Au-delà des tromperies et défauts de fabrication découverts chez Ikea et Findus c’est toute une logique alimentaire qu’il faut déconstruire afin de redonner du sens à notre alimentation. Le premier constat consiste à observer que dans tous les pays occidentaux la consommation de viande est très (trop) importante. Selon FranceAgriMer, les Français mangent actuellement 66 kg de viande par an et par habitant.

La consommation de viande par habitant dans le monde serait en moyenne de 41,8 kg/habitant, et serait en croissance, surtout dans les pays en développement avec 31,5 kg/hab. Notons ici que selon de nombreuses études une à deux portions de viande par semaine sont suffisantes pour obtenir les besoins protéiniques nécessaires. C’est ici que se fait le lien entre alimentation et environnement. En effet, selon un des scénarios de prospective élaboré par le GIEC (Groupe Intergouvernemental sur l’Évolution du Climat), l’humanité devrait atteindre, en 2050, une consommation moyenne de 500 grammes de viande et de 1 litre de lait par semaine et par personne. Nous devrons donc accroître la production de viande de la planète de 70 % pour répondre en 2050 aux besoins alimentaires de ses habitants. Cette augmentation de la production de viande vient se heurter aux nécessités de réduction de notre empreinte écologique et de protection de l’environnement.
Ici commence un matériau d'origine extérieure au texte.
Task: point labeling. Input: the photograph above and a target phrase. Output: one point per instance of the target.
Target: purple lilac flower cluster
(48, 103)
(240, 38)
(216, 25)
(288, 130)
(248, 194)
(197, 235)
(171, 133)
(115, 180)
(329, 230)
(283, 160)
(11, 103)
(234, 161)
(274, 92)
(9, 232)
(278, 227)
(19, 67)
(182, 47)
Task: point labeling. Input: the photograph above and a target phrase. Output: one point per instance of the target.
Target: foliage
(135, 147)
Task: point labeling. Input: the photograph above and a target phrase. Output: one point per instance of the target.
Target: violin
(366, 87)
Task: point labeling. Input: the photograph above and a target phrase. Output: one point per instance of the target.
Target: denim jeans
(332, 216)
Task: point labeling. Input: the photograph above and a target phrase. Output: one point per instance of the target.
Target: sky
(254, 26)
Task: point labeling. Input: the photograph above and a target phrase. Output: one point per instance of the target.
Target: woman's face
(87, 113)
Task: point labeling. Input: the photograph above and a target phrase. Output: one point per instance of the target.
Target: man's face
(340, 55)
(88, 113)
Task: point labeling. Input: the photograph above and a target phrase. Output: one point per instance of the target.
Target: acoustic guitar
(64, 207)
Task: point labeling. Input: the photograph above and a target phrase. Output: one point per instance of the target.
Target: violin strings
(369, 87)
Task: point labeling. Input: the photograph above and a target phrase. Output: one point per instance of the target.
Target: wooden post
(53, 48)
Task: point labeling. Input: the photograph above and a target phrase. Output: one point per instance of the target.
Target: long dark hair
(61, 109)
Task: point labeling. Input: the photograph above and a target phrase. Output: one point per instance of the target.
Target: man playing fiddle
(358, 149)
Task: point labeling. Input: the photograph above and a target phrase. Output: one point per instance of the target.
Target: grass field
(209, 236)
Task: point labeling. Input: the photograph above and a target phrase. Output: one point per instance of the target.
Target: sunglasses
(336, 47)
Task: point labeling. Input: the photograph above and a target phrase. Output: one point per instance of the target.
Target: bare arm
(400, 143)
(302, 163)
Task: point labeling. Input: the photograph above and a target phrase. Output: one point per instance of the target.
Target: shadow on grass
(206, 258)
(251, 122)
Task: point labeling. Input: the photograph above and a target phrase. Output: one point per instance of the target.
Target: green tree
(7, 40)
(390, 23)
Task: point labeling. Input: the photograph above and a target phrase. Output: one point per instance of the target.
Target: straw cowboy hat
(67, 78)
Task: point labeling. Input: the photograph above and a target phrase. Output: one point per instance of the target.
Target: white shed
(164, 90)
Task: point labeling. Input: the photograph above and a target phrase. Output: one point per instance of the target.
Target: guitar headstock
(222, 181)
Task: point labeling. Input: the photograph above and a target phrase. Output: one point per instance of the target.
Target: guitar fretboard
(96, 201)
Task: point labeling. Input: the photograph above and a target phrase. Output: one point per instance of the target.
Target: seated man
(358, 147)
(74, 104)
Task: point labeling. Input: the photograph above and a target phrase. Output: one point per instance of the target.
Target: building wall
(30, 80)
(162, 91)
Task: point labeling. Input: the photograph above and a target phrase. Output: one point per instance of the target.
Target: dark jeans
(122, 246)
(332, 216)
Certains chiffres sont à ce titre extrêmement révélateur de l’impact environnemental de la production de viande. Ainsi, selon la FAO (Organisation des Nations Unies pour l’Alimentation et l’Agriculture): « 70 % des forêts amazoniennes ont déjà été converties en pâturages. (…) L’élevage émet davantage de gaz à effet de serre (18 %) que les transports (13,5 %) ». En outre, 60 % des cultures de céréales, blé, orge sont destinées à l’alimentation animale. En 2005, 90 % des 210 millions de tonnes de soja produit le furent pour nourrir les animaux.

Ces quelques chiffres doivent nous amener à nous interroger sur la pertinence d’une telle consommation et donc d’une telle production de viande. Il ne s’agit pas ici de faire l’apologie du végétarisme mais bien de mettre en perspective les avantages environnementaux d’une diminution globale de la consommation de viande. Consommer moins mais mieux, c’est peut être ça la solution à un développement humain harmonieux et respectueux de l’environnement.